Ruvim Smoliak was born in the town of Klimovichi near Mogilev (Belarus). His father Naum was a tailor. Ruvim had two brothers and a sister. In 1929, he finished a vocational technical school in the town of Krichev, and went on to work in the Krichev Regional Consumers’ Union until 1941. In these years, he enjoyed steady promotions: from storekeeper to head of the trading department, and then to chief of the administration of the combine. Alongside his work there, Ruvim studied at the Moscow Cooperative Technikum (professional school) by correspondence, graduating from it in 1935.

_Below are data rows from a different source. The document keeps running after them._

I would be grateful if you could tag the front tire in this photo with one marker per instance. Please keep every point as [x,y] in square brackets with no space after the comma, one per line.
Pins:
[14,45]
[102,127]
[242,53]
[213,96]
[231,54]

In 1936, Ruvim was drafted into the Red Army for several months. In 1939, he was mobilized into the 97th regiment of the NKVD (the predecessor of the KGB) in Mogilev. In 1940, he joined the Communist Party.
On June 22, 1941, the very first day of the Soviet-German War, Ruvim was drafted again and appointed chief supply officer of the Krichev garrison. A month later, as the Nazis approached Krichev and were about to occupy it, Ruvim was sent to the quartermaster's department of the 13th Army, where he would remain until his demobilization. His job was supplying the frontline troops with food and fodder. In conditions of active combat, this task often proved challenging. In the course of the war, Ruvim Smoliak was awarded two Orders of the Red Star. He was discharged from the army in 1948, in the rank of senior lieutenant.
Ruvim's mother and his sister Galina survived the war (his father had died back in 1934). Both of his brothers were killed in action on the Leningrad Front.